On the other hand it need not hold for other asymmetric classes of substitutions such as the class of all advantageous substitutions. Indeed, our analysis so far has identified one class of substitutions that are guaranteed to be underdispersed on an individual basis, namely dynamically discontinuous substitutions to genotypes outside the dynamical neighborhood of their parent genotype. Such individual substitutions are obviously underdispersed since they have negative cTZg.

Application to a one-codon fitness landscape

To illustrate the theoretical tools we have developed so far, we will use them to analyze a one-codon fitness landscape with selection for serine and against stop codons and mutation rates based on mutation accumulation results in yeast from Lynch et al. (2008) (see McCandlish 2011, 2013, for details and previous results on this fitness landscape). It will be helpful to incorporate the visualization techniques that I have previously developed (McCandlish 2011) because the resulting visualizations integrate well with the theory described here.

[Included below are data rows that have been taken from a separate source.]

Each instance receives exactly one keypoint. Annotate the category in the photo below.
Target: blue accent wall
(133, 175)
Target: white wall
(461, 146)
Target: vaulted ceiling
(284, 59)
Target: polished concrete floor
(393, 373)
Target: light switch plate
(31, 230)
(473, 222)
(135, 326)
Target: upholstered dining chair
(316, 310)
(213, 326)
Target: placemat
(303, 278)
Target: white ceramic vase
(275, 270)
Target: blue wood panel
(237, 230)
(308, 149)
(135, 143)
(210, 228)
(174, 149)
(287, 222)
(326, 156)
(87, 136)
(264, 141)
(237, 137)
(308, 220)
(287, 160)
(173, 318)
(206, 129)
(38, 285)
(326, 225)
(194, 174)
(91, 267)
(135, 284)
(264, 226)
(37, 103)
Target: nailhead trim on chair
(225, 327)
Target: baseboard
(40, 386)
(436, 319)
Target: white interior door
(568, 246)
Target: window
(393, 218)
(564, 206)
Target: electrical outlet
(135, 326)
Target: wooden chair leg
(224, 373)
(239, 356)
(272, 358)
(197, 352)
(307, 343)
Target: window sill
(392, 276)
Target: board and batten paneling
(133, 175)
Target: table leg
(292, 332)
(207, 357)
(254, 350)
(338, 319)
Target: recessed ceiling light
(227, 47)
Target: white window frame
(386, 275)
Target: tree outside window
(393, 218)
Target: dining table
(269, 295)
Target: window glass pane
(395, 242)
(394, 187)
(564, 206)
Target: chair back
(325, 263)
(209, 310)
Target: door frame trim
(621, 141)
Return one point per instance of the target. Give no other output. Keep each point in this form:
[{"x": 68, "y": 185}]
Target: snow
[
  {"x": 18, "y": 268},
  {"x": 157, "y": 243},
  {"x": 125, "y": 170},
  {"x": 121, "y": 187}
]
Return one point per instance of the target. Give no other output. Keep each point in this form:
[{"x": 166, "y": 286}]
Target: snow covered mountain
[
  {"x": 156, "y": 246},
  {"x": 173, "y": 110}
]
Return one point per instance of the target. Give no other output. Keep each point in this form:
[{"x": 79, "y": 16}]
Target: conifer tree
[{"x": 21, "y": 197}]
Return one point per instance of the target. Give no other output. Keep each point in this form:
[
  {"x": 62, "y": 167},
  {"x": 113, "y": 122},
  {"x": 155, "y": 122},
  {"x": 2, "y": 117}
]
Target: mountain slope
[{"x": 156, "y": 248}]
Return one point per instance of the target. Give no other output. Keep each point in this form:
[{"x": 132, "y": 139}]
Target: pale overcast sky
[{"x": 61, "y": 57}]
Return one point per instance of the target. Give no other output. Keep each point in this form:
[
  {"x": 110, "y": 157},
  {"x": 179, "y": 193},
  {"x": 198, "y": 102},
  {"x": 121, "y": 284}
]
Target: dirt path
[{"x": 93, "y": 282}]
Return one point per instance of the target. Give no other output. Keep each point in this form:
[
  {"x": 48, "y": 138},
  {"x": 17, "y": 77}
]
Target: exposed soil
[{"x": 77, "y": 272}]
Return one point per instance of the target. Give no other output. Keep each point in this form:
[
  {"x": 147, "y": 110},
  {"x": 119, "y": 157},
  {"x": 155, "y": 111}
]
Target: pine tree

We start by briefly reviewing the visualization technique. The goal is to produce a low-dimensional representation of the fitness landscape that best captures the dynamics of the evolutionary Markov chain. In particular, if we let xi,t(j) be the probability that a population with initial genotype i is at genotype j at generation t then we can write

$$x_{i,t}^{{\mathrm{T}}} = x_{i,0}^{{\mathrm{T}}}P^t = \pi ^{{\mathrm{T}}} + \mathop {\sum}\limits_{k = 2}^n \lambda _k^tl_k^{{\mathrm{T}}}r_k\left( i \right),$$
(13)

where λ1 = 1 > λ2≥ … ≥λn > 0 are the eigenvalues of P, and the lk and rk are, respectively, the associated left and right eigenvectors, normalized so that (rk)TDrk = 1 and (lk)TD−1lk = 1.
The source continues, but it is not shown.